Elaíze Farias – Amazônia Real

Dos cerca de 500 índios Warao que migraram nos últimos cinco meses da Venezuela para Manaus, metade mora em barracas de lona em ruas e embaixo dos viadutos que ficam no entorno do Terminal Rodoviária, na zona centro-sul da capital amazonense. A falta de acolhimento humanitário, como prevê a nova Lei da Migração, criou um drama sem precedentes na cidade cuja economia vem das ricas indústrias da Zona Franca. Quem passa de ônibus ou de carro pelas vias a imagem que se vê é similar das favelas que surgiram quando Calaís, na França, abrigou refugiados sírios.

Nas barracas de lonas azul ou preta espalhadas embaixo do viaduto Governador Plínio Ramos Coelho vivem cerca de 250 indígenas da Venezuela. Destes, 113 são crianças. Muitas delas apresentam sinais de doenças de pele, como escabiose, desnutrição e sintomas de problemas respiratórios.

A alimentação dos refugiados, na maioria das vezes, vem de doadores anônimos e igrejas, que levam produtos como frango, macarrão, arroz, pão, biscoitos, refrigerante, fraldas descartáveis e material de higiene pessoal. Muitas mulheres pedem dinheiro nos semáforos da cidade, sempre acompanhadas das crianças, mas elas interpretam essa prática como uma atividade laboral. É com a doação que recebem que as famílias compram comida e mantimentos. Eles dizem, contudo, que a ajuda nas ruas têm diminuído.

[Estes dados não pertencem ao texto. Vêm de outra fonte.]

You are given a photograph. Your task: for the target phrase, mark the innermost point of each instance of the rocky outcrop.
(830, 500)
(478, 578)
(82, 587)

As autoridades não conseguem dar uma resposta humanitária aos migrantes que chegam todos os dias na cidade. O Ministério Público Federal (MPF) enviou este mês uma recomendação aos governos federal, estadual e ao município pedindo auxílio social, humanitário e de saúde aos migrantes Warao. Na ocasião duas crianças morreram: uma por catapora e a outra por pneumonia. Um homem morreu por infarto.

Outra preocupação das instituições é com o anúncio do 1o. Plano de Contingência que o governo do presidente Michel Temer (PMDB) organiza na fronteira do Brasil com a Venezuela, que pode causar restrições a vinda de refugiados índios e não índios para Manaus. Autoridades como o prefeito de Manaus, Arthur Virgílio Neto (PSDB), defendem a instalação de “um campo de refugiados e uma barreira” na fronteira para impedir a chegada de mais índios Warao na capital amazonense.

A família do professor Aníbal José Cardona, 29 anos, é uma das que vivem debaixo do viaduto Governador Plínio Governador Plínio Coelho, do Complexo Viário de Flores, zona Centro-Sul de Manaus. Ele disse à Amazônia Real que chegou a Manaus no dia 15 de abril, junto com a mulher, Rosaura Maya, 25, e dos dois filhos, Anison, de 3 anos, e Disaure, de 1 ano e sete meses. A viagem começou da comunidade Mariusa, no estado de Delta Amacuro, na região do delta do rio Orinoco, no litoral caribenho, até a cidade de Santa Elena do Uairén, na Venezuela; são mais de 1.700 quilômetros de distância.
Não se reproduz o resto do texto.